I think Jason decided to remove Red Sky from their Web site after discovering that RS and BHP were mixed up.


----------



## Erythrone (Mar 3, 2012)

Today. Unfortunatly the dorsal is not straight at all


----------



## SlipperKing (Mar 3, 2012)

Maybe that second flower will pop up. still very red


----------



## Phrag-Plus (Mar 4, 2012)

Very nice hybrid! Great colour!


----------



## Silvan (Mar 4, 2012)

Superbe!
And the background makes it look like a beautiful painting:smitten:


----------



## Erythrone (Mar 4, 2012)

Thank you!

I will show you the other flower soon. It grows much quickly than the first one and I think the shape will be different.


----------



## Erythrone (Mar 31, 2012)




----------



## Dido (Mar 31, 2012)

the color is great


----------



## SlipperKing (Mar 31, 2012)

I'm sure the dorsal stands is the Demetria coming out in it.
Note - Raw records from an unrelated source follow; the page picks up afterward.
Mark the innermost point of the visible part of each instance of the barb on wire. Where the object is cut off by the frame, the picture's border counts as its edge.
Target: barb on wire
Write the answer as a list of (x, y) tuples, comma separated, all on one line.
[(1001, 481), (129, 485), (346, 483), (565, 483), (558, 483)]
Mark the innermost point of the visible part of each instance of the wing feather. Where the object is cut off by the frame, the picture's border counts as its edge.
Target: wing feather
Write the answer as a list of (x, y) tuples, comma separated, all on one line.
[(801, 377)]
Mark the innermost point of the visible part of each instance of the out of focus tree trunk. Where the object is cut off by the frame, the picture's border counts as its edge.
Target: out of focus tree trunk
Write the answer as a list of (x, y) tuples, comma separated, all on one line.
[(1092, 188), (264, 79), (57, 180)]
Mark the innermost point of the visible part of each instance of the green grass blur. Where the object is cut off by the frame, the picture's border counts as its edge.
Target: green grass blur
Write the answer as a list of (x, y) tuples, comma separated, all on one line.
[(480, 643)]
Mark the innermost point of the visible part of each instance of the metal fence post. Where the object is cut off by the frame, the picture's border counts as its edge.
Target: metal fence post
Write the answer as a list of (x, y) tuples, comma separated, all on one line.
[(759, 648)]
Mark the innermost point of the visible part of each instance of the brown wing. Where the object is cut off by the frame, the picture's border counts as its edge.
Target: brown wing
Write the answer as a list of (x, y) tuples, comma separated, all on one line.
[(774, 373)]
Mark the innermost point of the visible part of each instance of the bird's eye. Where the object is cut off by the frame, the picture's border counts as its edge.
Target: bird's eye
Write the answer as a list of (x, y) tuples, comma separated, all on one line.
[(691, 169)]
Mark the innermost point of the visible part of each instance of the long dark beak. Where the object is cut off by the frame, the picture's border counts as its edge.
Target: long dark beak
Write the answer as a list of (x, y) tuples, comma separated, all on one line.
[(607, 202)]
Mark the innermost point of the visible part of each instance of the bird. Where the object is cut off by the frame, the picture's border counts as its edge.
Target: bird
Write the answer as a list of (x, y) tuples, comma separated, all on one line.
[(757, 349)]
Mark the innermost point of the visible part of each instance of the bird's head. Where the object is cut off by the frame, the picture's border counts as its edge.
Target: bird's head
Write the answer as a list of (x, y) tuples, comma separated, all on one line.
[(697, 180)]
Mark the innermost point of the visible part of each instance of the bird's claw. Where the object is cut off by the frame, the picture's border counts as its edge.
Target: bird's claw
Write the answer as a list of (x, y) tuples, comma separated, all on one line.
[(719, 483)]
Great flowers PS. I like the black back ground much better.


----------



## NYEric (Mar 31, 2012)

Nice color.


----------



## SlipperFan (Mar 31, 2012)

The black background really makes the red "pop." To me, the yellow was a competitor for my attention. 

This is a gorgeous flower!


----------



## raymond (Feb 15, 2013)

il va fleurir cette année


----------



## Carkin (Feb 16, 2013)

Beautiful!!! :drool:


----------



## Erythrone (Feb 16, 2013)

raymond said:


> il va fleurir cette année




Non, pas encore, mais la hampe a commencé à pousser.
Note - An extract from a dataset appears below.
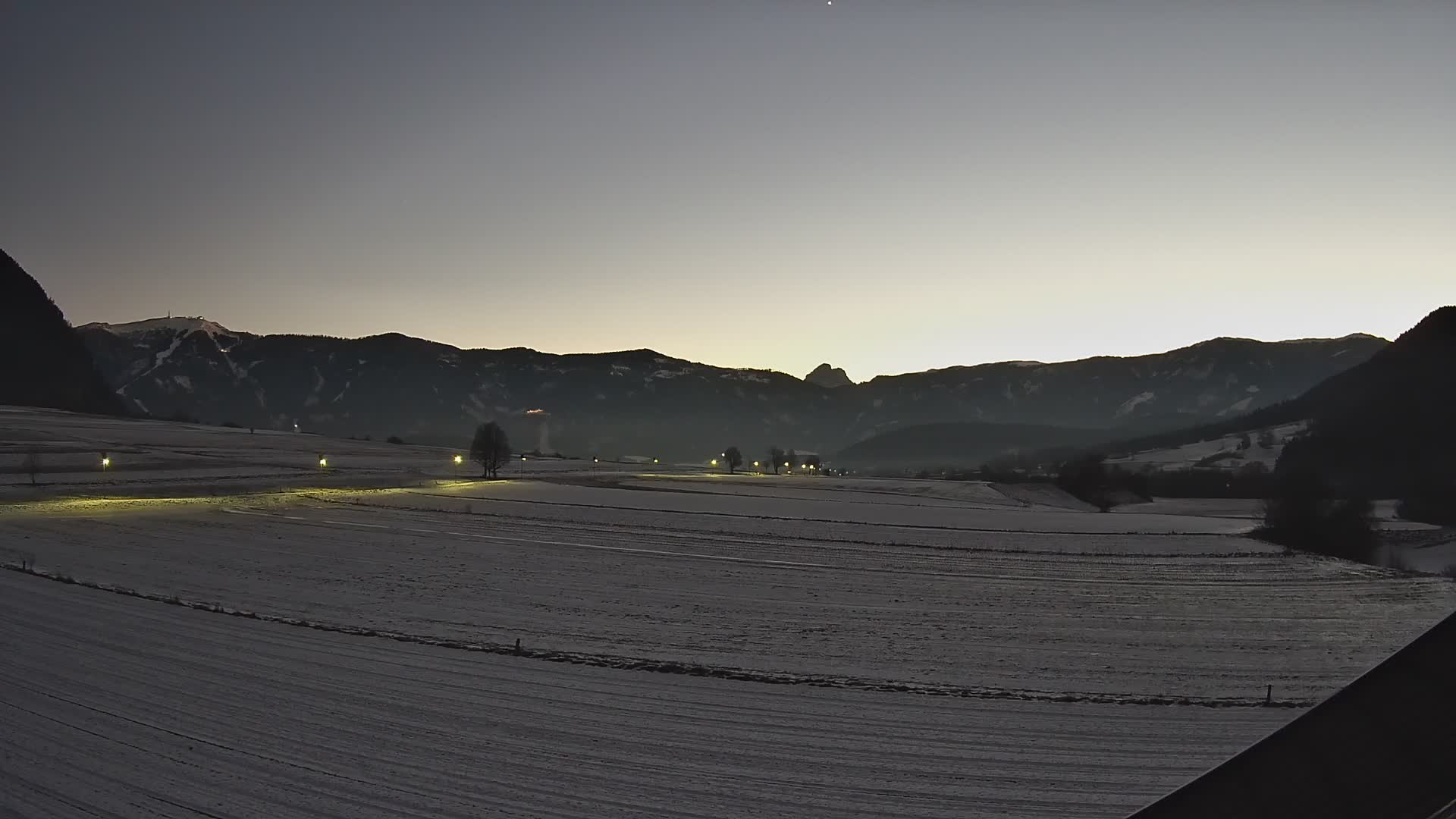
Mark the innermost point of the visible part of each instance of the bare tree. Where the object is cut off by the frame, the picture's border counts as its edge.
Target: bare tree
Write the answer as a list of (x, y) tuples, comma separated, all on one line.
[(733, 458), (777, 458), (491, 449)]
No, not blooming this year yet, but the young spike is there!!


----------



## Drorchid (Feb 16, 2013)

Actually you have me to thank for you getting that plant! :wink: :wink: We had one selected plant that we knew for sure was a Phrag. Red Sky, so I divided it, and sent a division of that plant to you. Indeed of all the Red Sky's that I have seen this clone has been the nicest plant!

Ours has not bloomed yet btw since we divided it, so you have done some good growing!

Robert


----------



## Erythrone (Feb 16, 2013)

Drorchid said:


> Actually you have me to thank for you getting that plant! :wink: :wink: We had one selected plant that we knew for sure was a Phrag. Red Sky, so I divided it, and sent a division of that plant to you. Indeed of all the Red Sky's that I have seen this clone has been the nicest plant!
> 
> Ours has not bloomed yet btw since we divided it, so you have done some good growing!
> 
> Robert



Many thanks to you Robert! oke:oke:oke:

I really love this plant.

I guess it will just be even better this year now that the plant is well established.


----------



## eaborne (Feb 22, 2013)

Nice color!


----------



## Shiva (Feb 22, 2013)

I love it more with the black background.


----------



## tomkalina (Feb 22, 2013)

Breed it with a good popowii/humboldtii or whatever they're calling that species these days. Just a thought - that color with very long petals would be stunning.


----------



## NYEric (Feb 22, 2013)

Then why not breed it to a China Dragon, or something else red?


----------



## Paphluvr (Feb 22, 2013)

Beautiful! With that color combination it looks like a print!


----------